―昶side―
誰かが言った。
偽りはいつかは隠し通せない。と
誰かが言った。
真実は自分で見つけるものだ。と
昨日、賢吾と話してたら突如コクチ反応が起きた。それも一匹じゃなく多数。
それに気づいた俺達は走って場所へ向かった。綾も気づいたらしく途中で合流した。
しかし、コクチが今度は全校生徒にとりつき、核となるところにはいっこうに進むことが出来なかった。
「昶、俺らが道あけるからお前は核へ。」
「だが…」
「いいから行って。私達だってこれくらい大丈夫よ。」
「あぁ分かった。頼んだぞ。」
「「おぅ」」
賢吾と綾に道をあけてもらい、俺はコイツらが群がってる核へ足を進めた。
今思えばもっと早く核へ行けたらあいつが傷つかなくて済んだのかもしれない。
あいつが泣くことはもうなかったのに……
足を進めるとそこにはコクチに寄生されている萌子と全校生徒、それに対して、あいつがいて、あいつを庇うように洸兄と白銀がいた。
白銀はケガをしているらしく、頭から血をだしていた。
その状況はまずいということだけ分かった。とにかく一刻も早くあそこにいって洸兄の手助けをしなければと思い生徒を振り切ろうとするが、ダメだった
すると白銀が、立ち上がろうとした。
『しっ白銀さん!!まだ!!』
「大丈夫です。これくらい……」
傷が塞がっていないのに無茶だ。
クソッ邪魔だ。
行かせ『なんで関係ない人達を……』
――!?
低いあいつの声。
「綺羅さん?」
『……なんで……関係ない人達を…傷つけんだぁぁああー!』
それからは白い光に包まれて、気を失う寸前で白銀が俺の影になった。
一体なんだったんだ?
あいつは何をしたんだ?
それを白銀に問いただしたらあっさり"明日詳しく話します"と答えられた。
今日は普通に学校。だが、俺、賢吾、綾は学校を休んでエイジングつまりはマスターのところにいる。

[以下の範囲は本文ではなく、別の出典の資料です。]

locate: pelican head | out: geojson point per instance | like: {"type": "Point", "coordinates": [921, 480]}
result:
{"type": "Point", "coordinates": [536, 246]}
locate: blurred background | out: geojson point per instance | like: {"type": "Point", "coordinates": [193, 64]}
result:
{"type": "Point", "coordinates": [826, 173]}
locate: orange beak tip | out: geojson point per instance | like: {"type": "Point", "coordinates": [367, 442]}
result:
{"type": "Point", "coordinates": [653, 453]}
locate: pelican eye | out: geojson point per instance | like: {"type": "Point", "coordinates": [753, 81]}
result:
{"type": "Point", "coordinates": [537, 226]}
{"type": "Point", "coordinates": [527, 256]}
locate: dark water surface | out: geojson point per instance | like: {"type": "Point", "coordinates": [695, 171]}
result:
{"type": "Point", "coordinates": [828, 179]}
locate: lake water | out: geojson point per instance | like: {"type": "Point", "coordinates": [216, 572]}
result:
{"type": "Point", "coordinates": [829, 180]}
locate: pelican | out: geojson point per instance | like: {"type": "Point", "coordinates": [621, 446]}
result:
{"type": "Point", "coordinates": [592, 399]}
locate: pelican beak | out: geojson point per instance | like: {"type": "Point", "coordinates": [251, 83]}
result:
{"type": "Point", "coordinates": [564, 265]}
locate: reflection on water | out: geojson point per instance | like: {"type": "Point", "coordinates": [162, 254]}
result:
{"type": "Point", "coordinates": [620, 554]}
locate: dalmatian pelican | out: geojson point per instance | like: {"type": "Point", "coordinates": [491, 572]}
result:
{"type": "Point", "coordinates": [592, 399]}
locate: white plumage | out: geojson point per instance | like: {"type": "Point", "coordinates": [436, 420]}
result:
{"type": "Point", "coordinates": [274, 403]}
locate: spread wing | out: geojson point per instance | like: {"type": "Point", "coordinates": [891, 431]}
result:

最初集まるのは放課後にしようと思ったが、白銀が早めに聴いておいた方がいいというわけで、勤勉な鬼の風紀委員をやっとのことで、学校を休ませることに成功した。
「で、大事な話ってなんなのよ。昶。」
「おぅ……白銀。」
「はい。皆さんに集まっていただいたのは、田代 綺羅さんについてです。」
「綺羅……」
「はい。」
「みんなも知ってる綺羅ちゃん、この子は因子持ちだったってわけ。」
「因子って、あの因子!!」
「そうです。そして、彼女は力を持っています。しかしなんらかの影響で彼女は自分の力が制御出来なくなっているんです。」
「それってつまり……暴走してるってこと?」
「賢吾君のいうとおり、暴走に近い形です。一歩間違えば周りが危険です。」
「だったら早く対処しなきゃダメなんじゃ?」
「はい。仮の対処は昨日マスターの方でおこなったんですが、正直彼女が力を暴走してしまうのは、誰かを守りたいからきていて、それがどのくらいまで膨れ上がるかは彼女次第でして……」
「今後、暴走する時の力量がわかんねーのか…」
「なあ白銀さん、綺羅の暴走は守りたいからきてるって何?」
「あ、それはあくまで推測にすぎないんですが、これまでに彼女は2度力を暴走させました。1度目は昶君達を守るために。2度目は私達を守るために。そして、彼女は自分を攻めているんです。1度目の昶君達にはケガを負わせてしまったから。自分を危険人物と……」
そこまで聴いて言葉が出なかった。
あいつの……綺羅の思いが分かったから。
綺羅はただ俺達を憎んでた訳も嫌いになった訳でもなかった。
自分に人を近づけたくなかっただけだ。危険人物だから。自分に近づいたら、俺らが傷つくと…一人で抱え込んでいた。
なにしてんだ。俺は…
「ごめん。」
そう謝ったのは洸兄だった。
「本当は俺が……」
洸兄は綺羅とあったことを話してくれた。
綺羅との出会いや、賢吾に嘘をついたことや、綺羅に酷いことを言ったこと、守ると誓ったこと。
俺は全部知らなかった。
綺羅が抱えてる苦しみも何も……
それは賢吾も同じだったらしく賢吾は今にも泣き出しそうだった。